The foundations of Milieu therapy were derived from psychoanalytic theory by Europeans
working with children in residential treatment where most of the therapy occurred in daily life situations (Soth, 1997). Milieu therapy is characterized as a type of treatment where the child's social environment
is manipulated for his or her benefit (Gunderson, 1978). Therapy involving milieu treatments often involves the child
living a highly structured life. This type of therapy is based on five components including structure, support, containment,
involvement, and validation (Gunderson, 1978). This approach has been modified
for pre-linguistic children based on the same principles of traditional milieu therapy. The development of pre-linguistic
skills is an important building block in a childs progression to expressive and receptive communication skills needed to function
and thrive in society (Warren, 2002).
The Prelinguistic Milieu Teaching (PMT) technique (Yoder and Warren, 1998)
was developed by Yoder and Warren at the Vanderbilt University. This technique uses a setting
(preferably the home) and situation in which the children are naturally disposed to employ proto-declaratives (Yoder &
Warren, 2002).
Prelinguistic Milieu Teaching (PMT) is an early intervention method that has
been studied to increase language development in young children with language delays.
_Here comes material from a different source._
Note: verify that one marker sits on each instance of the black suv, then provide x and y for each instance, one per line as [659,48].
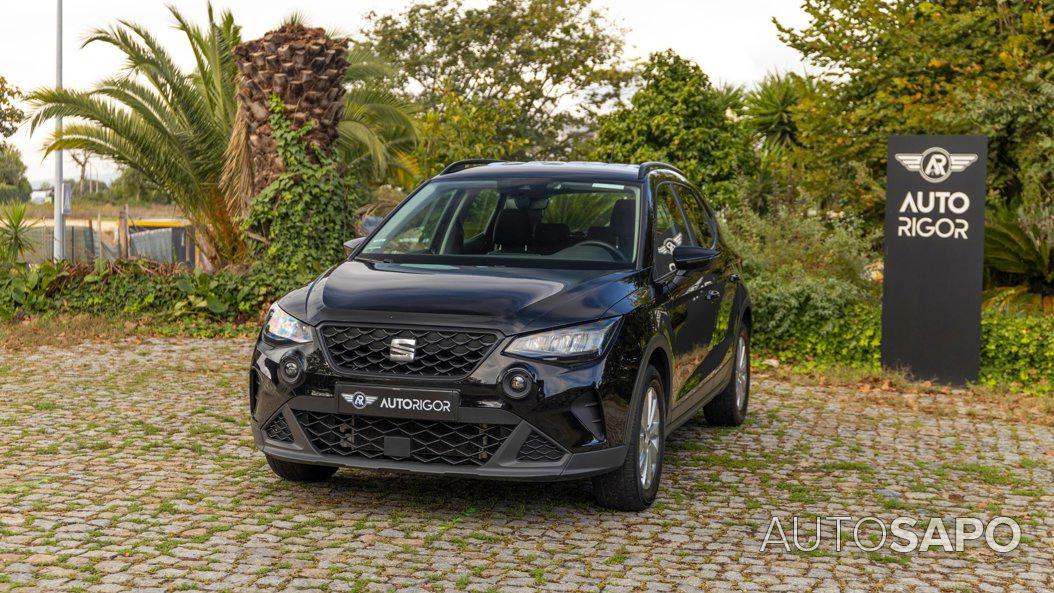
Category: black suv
[519,320]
In a study by Yoder and Warren (2002),
39 pre-linguistic children with intellectual disabilities and their parents were paired up and each randomly assigned to a
Responsivity Prelinguistic Milieu Teaching (RPMT) group or a control group. Language was assessed before the study, and then
at six, nine, and twelve months post-RPMT through the Communication Development Inventory-Infant Scale (CDI-I) and coding
and transcription of the parent-child interaction sessions. The parents were
trained in 12 sessions RPMT before beginning the curriculum with their child. PMT
involves direct services for children along with a program of parent education. The outcomes showed that some children in
the experimental group improved in communication skills and some declined in skills. The study found that children with Down
Syndrome did not show improvement. The research in this area is very limited,
thus the findings do not show that RPMT is a consistently effective program. In
light of the varied findings, continued research is needed to determine which children are best served by this type of intervention.
The underlying basis of PMT is that it does not focus on making the child
talk, but rather helps build the first stage of communication. PMT builds the child's motivation and awareness of a communication
partner (Yoder & Warren, 2001). Though little research has been done in this area, clinical insights reveal children to
be much less frustrated when they learn to communicate.
PMT is based on the same underlying principles as the Hanen Program. PMT focuses
on three main factors in increasing language. The first is to follow the child's
lead because children learn best with things that interest them (McCathren, Yoder, & Warren, 1995). The PMT therapist or the primary care provider first observes the child and waits to communicate until
assured of what the child is focused on. Intervention occurs face-to-face with
the child while the therapist or parent talks to the child about what he or she is doing or playing with.
The second principle of PMT is to increase communication attempts by placing
a favorite toy or food in sight but out of the reach so the child will have to attempt to ask for it. If a child loves to eat bananas, the parent would place the banana just out of reach of the child
so to create an environment where the child has to attempt to communicate to request it.
The last PMT principle is to use social games.
The game should be fun, provide greater incidence of natural reinforcement, and enhance the motivation of the child
and caregiver to be more consistent and effective in their communicative efforts (McCathren, Yoder, & Warren, 1995). Games can vary in complexity from playing peek-a-boo to duck-duck-goose.
The research for Responsivity education and Prelinguistic Milieu Teaching
(RPMT) has shown to be effective in some children with intellectual disabilities
whose parents have high responsivity to their childs communication (Yoder & Warren, 2001) but ineffective with others. Yoder and Warrens
findings have expanded the research focused on the importance of direct parental involvement in the childs development of
proto-declaratives.
RPMT is also reported to increase the responsivity of the parent and create
greater opportunities for interaction between the parent and the child (Yoder & Warren, 2001). Each time this training
is done, the repetitiveness of the framework may provide an expectedness that the parent can prepare for and work on using
the Hanen Method. Yoder and Warren (2001) believe motivation in doing the home-based
therapy may also increase due to more interactions.
Children with intellectual deficits are more likely to benefit from language
forms in their zone of proximal development rather than being taught word production (Yoder & Warren, 2002). RPMT supports parents by teaching them language facilitation techniques to increase their childs
communicative acts. The key to the effectiveness of treatment is the parents
ability to interactively communicate with their child (Yoder & Warren, 2002).
While piloting the Parent-Child Session, a technique used several times throughout
Yoder and Warrens (2002) research study to determine each parents responsivity, it was established that parent-child interactions
without structure resulted very few opportunities for parents to be able to respond.
Introducing greater structure with the PMT technique would help increase opportunities for parents to respond.